Ramadan for kids
How the holy month will affect none-Muslim kids - here's what they need to know
Ah, Ramadan – the ‘R’ word that, for many parents, is so misunderstood it’s almost feared. But we’re here to sort the myths from the facts and set you straight about practical parenting during the holy month.
So, what is Ramadan all about? Amna Baltaji, originally from California, converted to Islam over 30 years ago. She says, ‘Ramadan is a celebration of the month during which the Prophet Mohammad (PBUH) received the revelations brought to him through the Angel Gabriel. These revelations are considered to be the word of Allah and they form the Muslim holy book called the Qu’ran.’

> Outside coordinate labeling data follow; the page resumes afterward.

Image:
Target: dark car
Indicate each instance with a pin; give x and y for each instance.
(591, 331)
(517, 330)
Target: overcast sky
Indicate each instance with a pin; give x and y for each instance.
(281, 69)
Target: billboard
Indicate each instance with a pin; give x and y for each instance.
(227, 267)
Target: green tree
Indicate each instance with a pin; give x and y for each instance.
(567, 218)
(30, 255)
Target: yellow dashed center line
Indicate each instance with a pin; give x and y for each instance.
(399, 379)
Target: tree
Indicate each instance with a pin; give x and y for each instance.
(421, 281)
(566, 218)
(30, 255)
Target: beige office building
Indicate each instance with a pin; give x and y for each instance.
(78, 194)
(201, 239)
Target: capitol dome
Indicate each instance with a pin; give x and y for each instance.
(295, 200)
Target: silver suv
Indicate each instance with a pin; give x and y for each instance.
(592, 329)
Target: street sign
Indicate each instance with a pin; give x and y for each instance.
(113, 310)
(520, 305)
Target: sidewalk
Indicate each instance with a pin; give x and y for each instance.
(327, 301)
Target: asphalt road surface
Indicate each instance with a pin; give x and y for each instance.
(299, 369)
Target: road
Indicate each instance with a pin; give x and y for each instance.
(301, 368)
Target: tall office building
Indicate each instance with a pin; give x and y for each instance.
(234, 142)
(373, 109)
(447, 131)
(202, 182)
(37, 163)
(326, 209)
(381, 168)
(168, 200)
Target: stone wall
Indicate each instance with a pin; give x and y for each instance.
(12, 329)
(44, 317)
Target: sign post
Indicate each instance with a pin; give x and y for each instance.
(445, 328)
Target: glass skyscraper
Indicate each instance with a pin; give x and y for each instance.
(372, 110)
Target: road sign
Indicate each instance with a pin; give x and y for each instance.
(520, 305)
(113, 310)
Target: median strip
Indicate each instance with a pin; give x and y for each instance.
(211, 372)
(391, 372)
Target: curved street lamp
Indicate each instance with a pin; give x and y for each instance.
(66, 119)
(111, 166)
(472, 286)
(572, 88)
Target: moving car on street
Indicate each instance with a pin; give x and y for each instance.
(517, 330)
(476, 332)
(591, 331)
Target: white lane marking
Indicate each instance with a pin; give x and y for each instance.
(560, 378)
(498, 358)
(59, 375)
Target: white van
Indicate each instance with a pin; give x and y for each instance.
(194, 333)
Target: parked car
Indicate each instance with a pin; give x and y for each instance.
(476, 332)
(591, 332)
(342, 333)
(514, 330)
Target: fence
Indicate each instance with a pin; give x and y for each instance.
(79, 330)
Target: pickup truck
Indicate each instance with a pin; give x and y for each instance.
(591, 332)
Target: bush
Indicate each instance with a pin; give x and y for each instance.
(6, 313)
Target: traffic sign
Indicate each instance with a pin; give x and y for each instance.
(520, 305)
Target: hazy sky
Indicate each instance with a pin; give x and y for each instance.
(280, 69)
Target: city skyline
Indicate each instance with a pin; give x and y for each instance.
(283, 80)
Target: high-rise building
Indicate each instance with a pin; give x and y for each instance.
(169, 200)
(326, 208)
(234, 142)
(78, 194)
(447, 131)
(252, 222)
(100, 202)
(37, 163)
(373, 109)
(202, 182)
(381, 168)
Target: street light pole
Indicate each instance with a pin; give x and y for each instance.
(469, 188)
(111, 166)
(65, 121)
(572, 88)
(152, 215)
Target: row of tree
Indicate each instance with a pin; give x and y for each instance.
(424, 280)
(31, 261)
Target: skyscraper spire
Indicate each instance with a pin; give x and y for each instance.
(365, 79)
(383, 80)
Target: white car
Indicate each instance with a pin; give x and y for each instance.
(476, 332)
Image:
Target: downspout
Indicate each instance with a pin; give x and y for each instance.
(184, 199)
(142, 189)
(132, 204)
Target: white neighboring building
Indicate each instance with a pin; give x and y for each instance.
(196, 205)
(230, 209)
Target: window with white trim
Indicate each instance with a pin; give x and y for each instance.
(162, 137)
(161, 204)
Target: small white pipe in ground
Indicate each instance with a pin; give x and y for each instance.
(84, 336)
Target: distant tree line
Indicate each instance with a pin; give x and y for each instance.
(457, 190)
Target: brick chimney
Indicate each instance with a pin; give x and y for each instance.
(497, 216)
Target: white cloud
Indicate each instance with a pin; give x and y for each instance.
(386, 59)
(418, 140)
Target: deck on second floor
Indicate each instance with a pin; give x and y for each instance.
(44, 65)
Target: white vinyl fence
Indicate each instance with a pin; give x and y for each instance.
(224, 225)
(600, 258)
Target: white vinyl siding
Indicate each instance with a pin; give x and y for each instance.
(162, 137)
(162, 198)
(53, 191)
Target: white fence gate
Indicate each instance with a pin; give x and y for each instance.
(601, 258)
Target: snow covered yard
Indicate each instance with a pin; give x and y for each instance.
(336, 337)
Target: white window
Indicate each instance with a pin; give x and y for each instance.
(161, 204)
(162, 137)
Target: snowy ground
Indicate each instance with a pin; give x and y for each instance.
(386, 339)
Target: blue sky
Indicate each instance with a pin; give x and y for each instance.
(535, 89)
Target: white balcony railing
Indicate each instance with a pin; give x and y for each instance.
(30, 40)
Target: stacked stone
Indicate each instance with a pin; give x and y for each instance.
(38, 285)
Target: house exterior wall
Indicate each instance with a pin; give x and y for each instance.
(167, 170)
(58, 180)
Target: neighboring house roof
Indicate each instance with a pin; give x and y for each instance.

Got it. So how does this celebration manifest itself? It’s difficult to know exactly when Ramadan will fall because it’s affected by the moon. But, when it does begin, there are things we all need to remember. The bit that most of us are aware of is the fasting. Those observing the fast do not allow anything, including food, water, gum and cigarettes, to pass their lips during daylight hours. For this reason, they get up at around 5am and eat a meal called the Suhoor. They don’t break the fast until sundown, when they have a feast called Iftar. Most restaurants throughout the city offer Iftars, and non-Muslims are welcome to feast, too – it’s definitely a must-do for all.
As a sign of solidarity and respect, no adults, regardless of their colour or religion, are allowed to consume anything in public in daylight hours. You are free to eat and drink as you please in private, but doing so on the street could result in arrest and even imprisonment. Little ones are OK to eat and drink anywhere, although it’s still a nice idea to keep it discreet. Many restaurants shut their doors until Iftar, but some eateries will continue to operate behind screens.
Although there are no set rules on the age at which Muslim children should start fasting, most will be doing so by the age of 12 and many start doing half-day fasts at a younger age so they can ‘practise’ and not feel left out. Partly for that reason, schools are legally only allowed to be open between 8.30am and 2pm, so you’ll need to think about childcare if you’re working. It’s also a good time to teach your children to be supportive. Amna says, ‘My son was so touched when a non-Muslim classmate gave him a smile and told him, “Good luck, I guess you’ll feel better at dinner!” You don’t have to be Muslim to be supportive and compassionate.’
This is one of our favourite elements of Ramadan – the focus on kindness, forgiveness and compassion. This can be seen through the charitable work that’s expected of all Muslims during Ramadan – and you certainly don’t have to be religious to take part in this (see ‘It’s nice to be nice’, right).
Dressing conservatively is a basic tenet of living in Dubai, which tends to be forgotten by many of us for much of the year, but during Ramadan we could all do with remembering where we live and having some respect. That means covering chests and shoulders, and not wearing shorts or skirts above the knee (so keep an eye on your teens). Loud music is also prohibited as Ramadan is a quiet, reflective time. We suggest you use this to your advantage and refuse to play the Wiggles CD in the car.
Ramadan ends with the mother of all celebrations: Eid Al Fitr (the festival of fast-breaking). A public holiday nationwide, this goes on for three days and consists of visiting extended family, calling those who aren’t around and generally being in a darn good mood. And of course, there’s one other element of the celebrations that can be witnessed in cultures the world over: the kids get gifts. Some things never change. Moon pending, Ramadan will start around August 21.